STREAM helps students thrive

This fall Kump Education Center will begin a fourth year of the STREAM (Science, Technology, Reading, Engineering, Art and Math) mentoring program in Randolph County Public Schools.

At-risk students benefit from individual coaching, field trips, and art activities led by AmeriCorps on the Frontline members sponsored by Kump Education Center with generous donations under the Neighborhood Investment Program with West Virginia tax credits for gifts over $500.

Jodi Calkins and Mary English will serve as STREAM mentors at Elkins Middle School and Jeanne Johnson will serve at North Elementary School.

These caring mentors build trust with their students by helping them to discover their strengths using a “Self-Trust Survey.” Then they work with students to set “SMART Goals” (specific, measurable, attainable, relevant and timely).

STREAM students go on local field trips to places like Davis & Elkins College and the Division of Natural Resources, and they hear speakers describe little known local career opportunities.

STREAM students have programed NASA Robots and done chemical experiments at school, and we hope to provide a demonstration on the various ways drones can be used in remodeling houses and other useful tasks.

This year mentors want students to feel that they have some say in what happens in their school. Mentors plan to work with students on STREAM DREAM projects to improve life at EMS and NES.

Students will decide how to make their school a nicer place to be each day. They will do projects like painting a mural in the cafeteria, creating a pollinator path of blooming plants in the school yard, repairing and painting bleachers beside playing fields, or redecorating a restroom.

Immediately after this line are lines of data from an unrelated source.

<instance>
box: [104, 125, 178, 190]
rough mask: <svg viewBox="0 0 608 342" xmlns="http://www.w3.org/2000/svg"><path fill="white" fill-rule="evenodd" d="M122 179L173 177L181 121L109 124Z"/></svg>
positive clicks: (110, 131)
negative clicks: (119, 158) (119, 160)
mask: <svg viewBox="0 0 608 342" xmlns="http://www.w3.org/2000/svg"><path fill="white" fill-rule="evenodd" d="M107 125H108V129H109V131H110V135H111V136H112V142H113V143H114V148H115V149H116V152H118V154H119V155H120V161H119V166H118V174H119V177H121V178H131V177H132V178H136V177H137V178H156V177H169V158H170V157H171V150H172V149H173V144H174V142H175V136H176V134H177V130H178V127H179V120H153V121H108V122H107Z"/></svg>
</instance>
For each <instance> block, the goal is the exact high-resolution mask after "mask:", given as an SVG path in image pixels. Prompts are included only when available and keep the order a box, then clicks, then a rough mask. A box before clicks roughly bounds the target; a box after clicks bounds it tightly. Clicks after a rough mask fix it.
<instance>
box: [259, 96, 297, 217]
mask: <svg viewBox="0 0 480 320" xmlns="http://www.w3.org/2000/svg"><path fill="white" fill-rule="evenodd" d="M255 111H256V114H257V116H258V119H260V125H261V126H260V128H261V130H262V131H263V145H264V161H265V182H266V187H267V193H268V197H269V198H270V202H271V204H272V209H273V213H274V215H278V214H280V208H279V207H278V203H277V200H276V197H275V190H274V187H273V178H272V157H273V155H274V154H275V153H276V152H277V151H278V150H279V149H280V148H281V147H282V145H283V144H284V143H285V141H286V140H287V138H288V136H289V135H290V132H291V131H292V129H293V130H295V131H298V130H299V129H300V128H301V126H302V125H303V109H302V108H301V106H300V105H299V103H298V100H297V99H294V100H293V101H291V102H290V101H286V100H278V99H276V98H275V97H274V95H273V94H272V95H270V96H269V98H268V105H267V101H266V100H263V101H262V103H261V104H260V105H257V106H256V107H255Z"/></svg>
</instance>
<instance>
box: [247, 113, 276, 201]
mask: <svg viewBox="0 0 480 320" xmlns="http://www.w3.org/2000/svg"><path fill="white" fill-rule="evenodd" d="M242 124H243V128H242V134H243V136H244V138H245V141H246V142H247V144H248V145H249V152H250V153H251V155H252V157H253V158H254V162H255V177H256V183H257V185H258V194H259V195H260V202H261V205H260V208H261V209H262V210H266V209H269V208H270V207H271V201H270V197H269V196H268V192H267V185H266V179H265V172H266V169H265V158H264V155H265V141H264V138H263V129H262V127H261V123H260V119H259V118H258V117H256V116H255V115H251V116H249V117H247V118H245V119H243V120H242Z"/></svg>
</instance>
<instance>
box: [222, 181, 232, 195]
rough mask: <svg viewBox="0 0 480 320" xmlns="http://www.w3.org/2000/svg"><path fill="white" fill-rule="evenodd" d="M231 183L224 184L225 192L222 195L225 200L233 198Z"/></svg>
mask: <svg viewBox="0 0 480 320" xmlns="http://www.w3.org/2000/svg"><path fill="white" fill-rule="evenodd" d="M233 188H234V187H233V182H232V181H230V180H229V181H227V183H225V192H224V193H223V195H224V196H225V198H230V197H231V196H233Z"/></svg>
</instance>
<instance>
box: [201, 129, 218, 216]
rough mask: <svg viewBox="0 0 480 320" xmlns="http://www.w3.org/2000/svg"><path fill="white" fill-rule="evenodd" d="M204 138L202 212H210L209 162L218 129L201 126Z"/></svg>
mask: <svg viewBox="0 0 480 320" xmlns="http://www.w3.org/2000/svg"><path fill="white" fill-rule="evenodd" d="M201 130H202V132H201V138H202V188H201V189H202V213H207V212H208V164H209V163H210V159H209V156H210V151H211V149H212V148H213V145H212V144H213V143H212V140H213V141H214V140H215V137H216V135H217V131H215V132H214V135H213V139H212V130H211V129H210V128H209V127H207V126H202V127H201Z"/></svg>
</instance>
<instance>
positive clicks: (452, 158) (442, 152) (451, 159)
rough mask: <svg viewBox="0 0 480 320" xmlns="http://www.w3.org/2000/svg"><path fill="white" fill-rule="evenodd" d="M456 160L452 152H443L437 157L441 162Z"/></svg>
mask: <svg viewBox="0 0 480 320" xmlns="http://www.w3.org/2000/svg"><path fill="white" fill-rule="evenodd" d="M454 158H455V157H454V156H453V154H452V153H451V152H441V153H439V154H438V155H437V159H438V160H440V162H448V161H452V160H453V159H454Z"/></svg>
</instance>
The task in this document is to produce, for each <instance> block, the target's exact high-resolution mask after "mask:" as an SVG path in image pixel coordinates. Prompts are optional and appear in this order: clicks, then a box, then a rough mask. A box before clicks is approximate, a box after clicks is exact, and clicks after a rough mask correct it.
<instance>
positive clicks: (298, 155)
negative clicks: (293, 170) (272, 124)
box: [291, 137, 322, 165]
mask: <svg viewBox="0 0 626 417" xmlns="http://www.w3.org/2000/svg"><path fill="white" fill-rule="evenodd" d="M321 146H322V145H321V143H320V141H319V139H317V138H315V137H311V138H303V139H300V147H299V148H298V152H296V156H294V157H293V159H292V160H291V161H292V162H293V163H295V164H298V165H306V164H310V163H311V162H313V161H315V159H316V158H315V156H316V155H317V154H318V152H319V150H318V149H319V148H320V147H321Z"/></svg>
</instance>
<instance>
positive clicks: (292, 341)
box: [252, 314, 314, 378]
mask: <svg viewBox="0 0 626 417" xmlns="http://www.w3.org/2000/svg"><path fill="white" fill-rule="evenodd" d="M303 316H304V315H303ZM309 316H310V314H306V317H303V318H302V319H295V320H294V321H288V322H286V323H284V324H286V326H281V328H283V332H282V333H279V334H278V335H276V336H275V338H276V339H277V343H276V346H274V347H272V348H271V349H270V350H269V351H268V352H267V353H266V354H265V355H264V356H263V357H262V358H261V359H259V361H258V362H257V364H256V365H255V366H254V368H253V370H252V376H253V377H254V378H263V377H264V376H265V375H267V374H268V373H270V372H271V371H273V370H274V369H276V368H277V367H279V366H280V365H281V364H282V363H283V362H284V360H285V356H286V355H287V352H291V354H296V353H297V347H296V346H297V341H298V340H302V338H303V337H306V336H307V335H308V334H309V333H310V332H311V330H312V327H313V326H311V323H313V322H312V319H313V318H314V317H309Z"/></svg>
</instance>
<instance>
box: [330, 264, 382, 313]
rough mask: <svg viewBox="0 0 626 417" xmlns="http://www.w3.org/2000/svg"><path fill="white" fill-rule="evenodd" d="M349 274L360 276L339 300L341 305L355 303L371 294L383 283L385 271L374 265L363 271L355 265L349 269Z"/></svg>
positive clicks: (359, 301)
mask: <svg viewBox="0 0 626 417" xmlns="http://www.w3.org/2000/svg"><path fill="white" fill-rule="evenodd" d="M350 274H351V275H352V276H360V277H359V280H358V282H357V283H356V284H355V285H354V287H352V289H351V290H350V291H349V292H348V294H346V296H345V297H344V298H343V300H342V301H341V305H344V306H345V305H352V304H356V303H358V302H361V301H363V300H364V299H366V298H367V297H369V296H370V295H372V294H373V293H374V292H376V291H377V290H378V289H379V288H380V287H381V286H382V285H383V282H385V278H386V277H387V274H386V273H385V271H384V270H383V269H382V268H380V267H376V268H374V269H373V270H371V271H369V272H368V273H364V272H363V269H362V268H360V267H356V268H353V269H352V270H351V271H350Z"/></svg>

They may do more than one project if time allows this year and they may decide to continue STREAM DREAM next year.

Mentors also plan to work with students and administrators to understand “Restorative Justice” a system for student reconciliation that is becoming popular in other parts of the United States.

“Restorative Justice” empowers student to resolve conflicts on their own and in small groups encouraging peer-to-peer respect and classroom community building.

In a world where media reports are full of competition, contention, and conflict, we plan to help students set small goals and do positive projects to restore harmony and hope.